326) including 23 cases presented in children under 12. Immigrants (recently arrived and VFR) were younger than SD-208 manufacturer the other groups of travelers (p < 0.001). Epidemiological data in the different study groups are shown in Table 1. The most prevalent species was P. falciparum (143 cases, 84.1%), acquired mostly in Africa (97.9%); one case was acquired in India, one in Laos, and one in Ecuador. Plasmodium vivax was detected in 20 cases (11.8%), 6 of them acquired in Africa, 3 cases in Asia (India), and 3 cases in South America (1 in Ecuador, 1 in Brazil, and 1 in Peru). Infections produced by Plasmodium ovale (four cases, 2.4%) and Plasmodium malariae (two cases, 1.2%) were always acquired in sub-Saharan Africa.

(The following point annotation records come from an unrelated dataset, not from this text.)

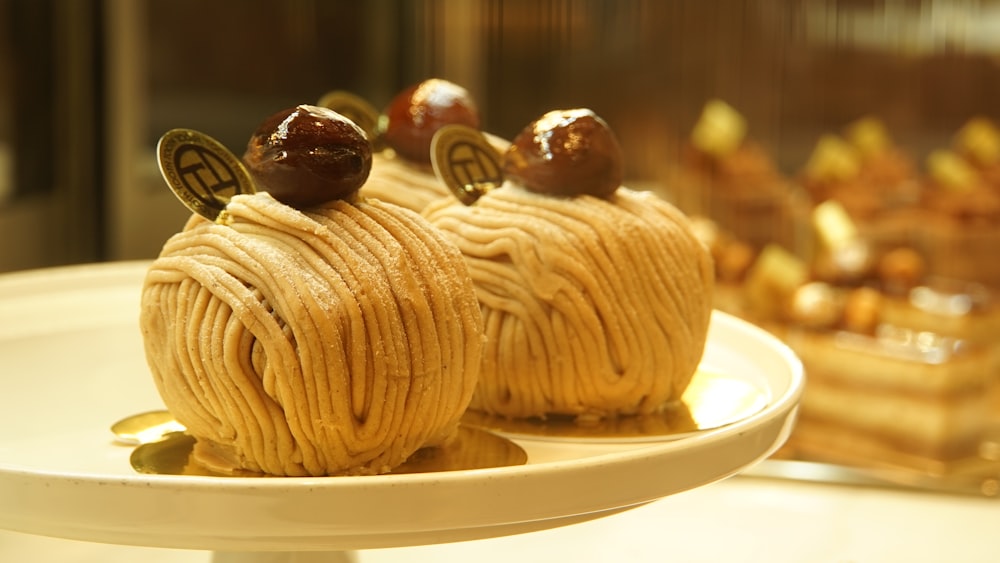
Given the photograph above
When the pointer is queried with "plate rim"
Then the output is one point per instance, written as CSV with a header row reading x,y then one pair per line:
x,y
776,417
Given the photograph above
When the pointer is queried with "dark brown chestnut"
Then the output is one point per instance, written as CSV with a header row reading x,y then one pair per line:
x,y
308,155
566,152
417,112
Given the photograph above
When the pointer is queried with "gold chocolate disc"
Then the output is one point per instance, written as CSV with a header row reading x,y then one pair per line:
x,y
355,108
466,162
201,171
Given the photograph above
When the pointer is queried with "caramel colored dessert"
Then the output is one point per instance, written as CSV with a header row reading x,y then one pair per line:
x,y
730,178
336,336
902,368
596,299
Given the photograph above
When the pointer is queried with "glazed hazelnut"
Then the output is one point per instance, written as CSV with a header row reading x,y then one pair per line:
x,y
901,268
863,310
815,305
566,152
308,155
417,112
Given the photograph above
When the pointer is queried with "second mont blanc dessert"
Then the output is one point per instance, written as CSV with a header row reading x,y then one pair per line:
x,y
596,299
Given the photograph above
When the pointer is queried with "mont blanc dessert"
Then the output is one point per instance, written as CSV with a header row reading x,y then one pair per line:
x,y
308,332
596,298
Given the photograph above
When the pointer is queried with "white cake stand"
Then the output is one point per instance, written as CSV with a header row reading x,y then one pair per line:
x,y
71,362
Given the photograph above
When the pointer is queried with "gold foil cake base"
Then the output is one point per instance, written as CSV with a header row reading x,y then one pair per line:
x,y
472,448
711,400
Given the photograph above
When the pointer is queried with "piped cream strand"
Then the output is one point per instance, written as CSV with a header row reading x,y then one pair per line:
x,y
592,306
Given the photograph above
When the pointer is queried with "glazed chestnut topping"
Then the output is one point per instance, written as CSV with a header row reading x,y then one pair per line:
x,y
417,112
566,152
307,155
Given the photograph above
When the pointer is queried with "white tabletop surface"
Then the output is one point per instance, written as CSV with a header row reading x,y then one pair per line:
x,y
740,519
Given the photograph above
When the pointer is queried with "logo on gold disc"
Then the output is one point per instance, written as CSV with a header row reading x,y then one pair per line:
x,y
201,172
466,162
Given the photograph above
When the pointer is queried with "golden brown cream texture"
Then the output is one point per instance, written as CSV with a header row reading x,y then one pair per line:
x,y
404,183
336,340
591,306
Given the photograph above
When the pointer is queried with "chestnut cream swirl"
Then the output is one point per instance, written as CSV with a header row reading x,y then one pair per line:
x,y
339,339
591,306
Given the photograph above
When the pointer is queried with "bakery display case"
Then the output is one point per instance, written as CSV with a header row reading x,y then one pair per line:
x,y
838,159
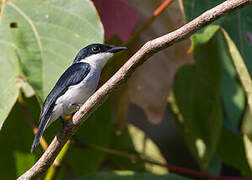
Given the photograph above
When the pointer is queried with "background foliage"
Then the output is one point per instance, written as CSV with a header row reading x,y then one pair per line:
x,y
189,105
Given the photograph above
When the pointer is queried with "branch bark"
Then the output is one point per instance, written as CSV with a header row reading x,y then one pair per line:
x,y
146,51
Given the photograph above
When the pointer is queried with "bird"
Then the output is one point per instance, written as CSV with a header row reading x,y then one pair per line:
x,y
75,85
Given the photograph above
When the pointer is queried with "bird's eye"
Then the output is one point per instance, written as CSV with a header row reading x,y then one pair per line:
x,y
95,49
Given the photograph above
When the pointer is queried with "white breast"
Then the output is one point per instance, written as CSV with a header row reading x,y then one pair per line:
x,y
79,93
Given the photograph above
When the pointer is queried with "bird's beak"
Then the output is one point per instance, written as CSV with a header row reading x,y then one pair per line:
x,y
116,49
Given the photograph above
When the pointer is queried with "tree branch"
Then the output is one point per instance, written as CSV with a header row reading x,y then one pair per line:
x,y
146,51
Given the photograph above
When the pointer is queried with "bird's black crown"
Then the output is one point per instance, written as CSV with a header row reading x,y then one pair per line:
x,y
96,49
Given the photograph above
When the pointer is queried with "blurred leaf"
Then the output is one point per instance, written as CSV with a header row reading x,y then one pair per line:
x,y
231,150
114,14
205,34
153,80
23,160
38,40
244,76
134,141
15,141
96,130
130,175
197,91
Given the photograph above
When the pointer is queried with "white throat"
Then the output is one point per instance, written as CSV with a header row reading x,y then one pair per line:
x,y
98,60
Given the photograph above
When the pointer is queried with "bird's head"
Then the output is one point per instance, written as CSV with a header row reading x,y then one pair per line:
x,y
97,54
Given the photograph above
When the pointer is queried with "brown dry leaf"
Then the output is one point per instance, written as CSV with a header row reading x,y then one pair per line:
x,y
150,85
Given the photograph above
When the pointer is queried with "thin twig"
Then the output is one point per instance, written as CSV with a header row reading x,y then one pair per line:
x,y
177,169
146,51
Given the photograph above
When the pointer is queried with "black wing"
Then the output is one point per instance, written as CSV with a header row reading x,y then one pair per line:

One mixed infection due to P. falciparum and P. malariae was observed (0.6%). It was acquired in Equatorial Guinea. Parasitemia levels were studied in 144 cases: it was low (<1%) in 20.8%, moderate (1%–5%) in 58.3%, and high (>5%) in 20.8%. All cases with high parasitemia were caused by P. falciparum. Samples from five recent immigrants with negative microscopic examination were diagnosed with P. falciparum infection
using PCR assay. Molecular diagnosis contributed to identify Plasmodium species in another three patients with low parasitemia, infected with P. ovale (two) and P. vivax (one). Fever was the main symptom and was selleck screening library present in 93.5% of the cases, but it was less frequent in recently arrived immigrants group (p < 0.001). In fact, four of these immigrants were apyretic during the whole episode, and consulting referring macroscopic hematuria, generalized edema
because of a nephrotic syndrome, parotid tumor and abdominal Cyclooxygenase (COX) pain with splenomegaly, and asthenia linked to severe anemia (hemoglobin 5.7 g/dL). The most common laboratory abnormalities were thrombocytopenia (64.1%), presented more frequently in sailors than in the other groups, and anemia (34.9%), that was presented less frequently in tourists and business travelers. Clinical presentation and laboratory findings are summarized in Table 2. The most frequent regimens used were based on quinine, usually combined with doxycycline. Other combinations used, mainly in children, included: quinine + clindamicin, quinine + trimethoprim–sulfamethoxazole, and quinine + sulfadoxine–pyrimethamine. Treatment regimens used are summarized in Table 3. Almost 80% (77.6%) of patients were admitted to hospitals for treatment and control, and outpatients accounted for the 22.4%. However, oral administration was preferred in at least 87 (51.2%) patients. One strain of P. vivax imported from Asia presented tolerance to primaquine, and it was necessary to use higher doses of the drug in two different times for the patient treatment regimen. At least one indicator of severe malaria was present in 39 cases (22.9%), of those 19 (11.2%) required attention in critical care units. Renal failure (74.4%), followed by acute respiratory distress syndrome (33.3%) and disseminated intravascular coagulation (33.